Transparent Offloading and Mapping (TOM): Enabling Programmer-Transparent Near-Data Processing in GPU Systems

  • ,
  • Eiman Ebrahimi ,
  • Gwangsun Kim ,
  • Niladrish Chatterjee ,
  • Mike O'Connor ,
  • Nandita Vijaykumar ,
  • Onur Mutlu ,
  • Stephen W. Keckler

International Symposium on Computer Architecture (ISCA) |

Presentation (ppt)

Main memory bandwidth is a critical bottleneck for modern GPU systems due to limited off-chip pin bandwidth. 3D-stacked memory architectures provide a promising opportunity to significantly alleviate this bottleneck by directly connecting a logic layer to the DRAM layers with high bandwidth connections. Recent work has shown promising potential performance benefits from an architecture that connects multiple such 3D-stacked memories and offl­oads bandwidth-intensive computations to a GPU in each of the logic layers. An unsolved key challenge in such a system is how to enable computation o­ffloading and data mapping to multiple 3D-stacked memories without burdening the programmer such that any application can transparently benefit from near-data processing capabilities in the logic layer.

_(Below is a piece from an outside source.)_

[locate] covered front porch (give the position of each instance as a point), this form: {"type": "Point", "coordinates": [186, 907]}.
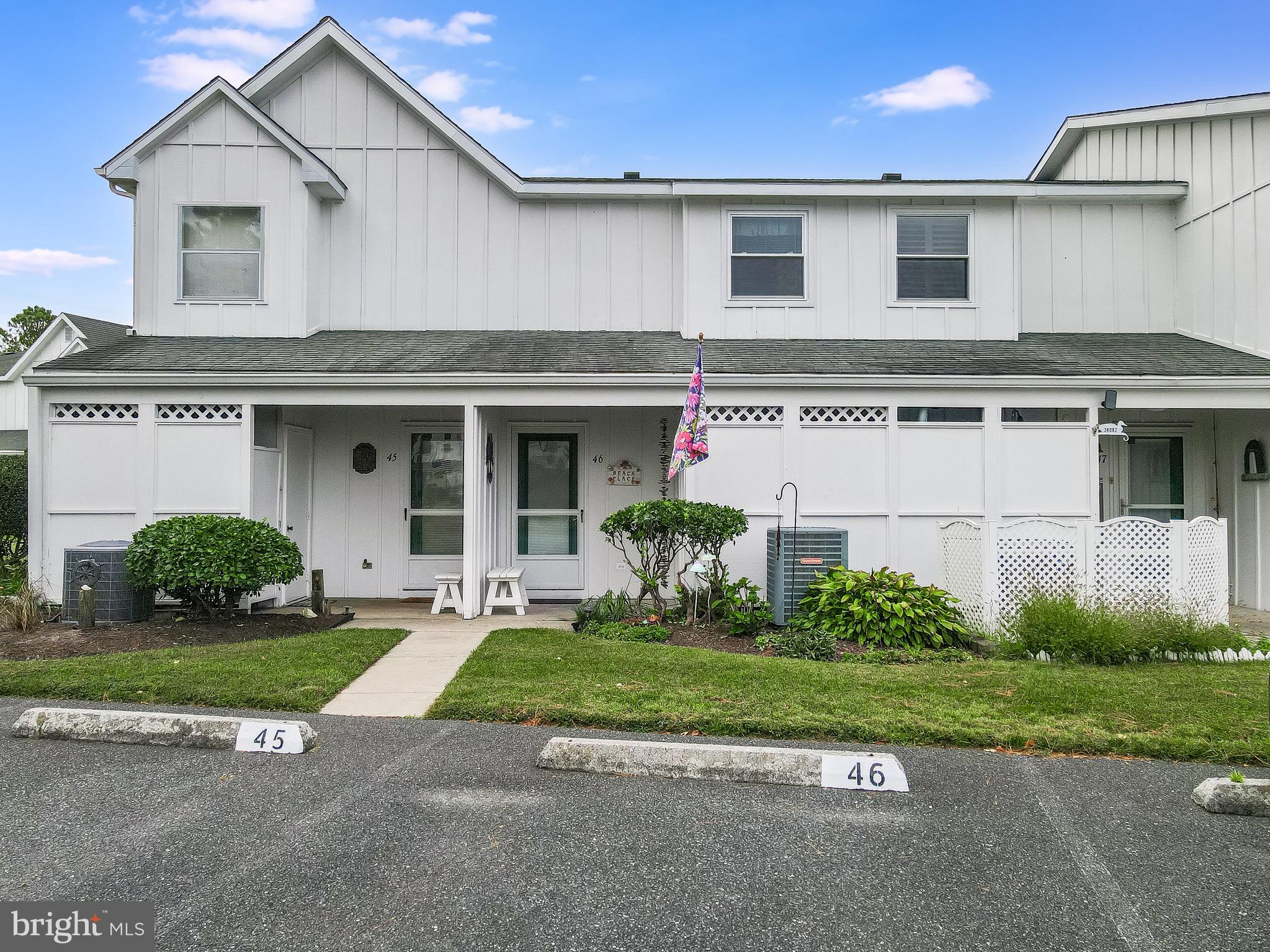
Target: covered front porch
{"type": "Point", "coordinates": [384, 499]}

Our paper develops two new mechanisms to address this key challenge. First, a compiler-based technique that automatically identifies code to offl­oad to a logic-layer GPU based on a simple cost-benefit analysis. Second, a software/hardware cooperative mechanism that predicts which memory pages will be accessed by offl­oaded code, and places those pages in the memory stack closest to the offl­oaded code, to minimize off-chip bandwidth consumption. We call the combination of these two programmer-transparent mechanisms TOM: Transparent Offl­oading and Mapping.

Our extensive evaluations across a variety of modern memory-intensive GPU workloads show that, without requiring any program modification, TOM significantly improves performance (by 30% on average, and up to 76%) compared to a baseline GPU system that cannot offl­oad computation to 3D-stacked memories.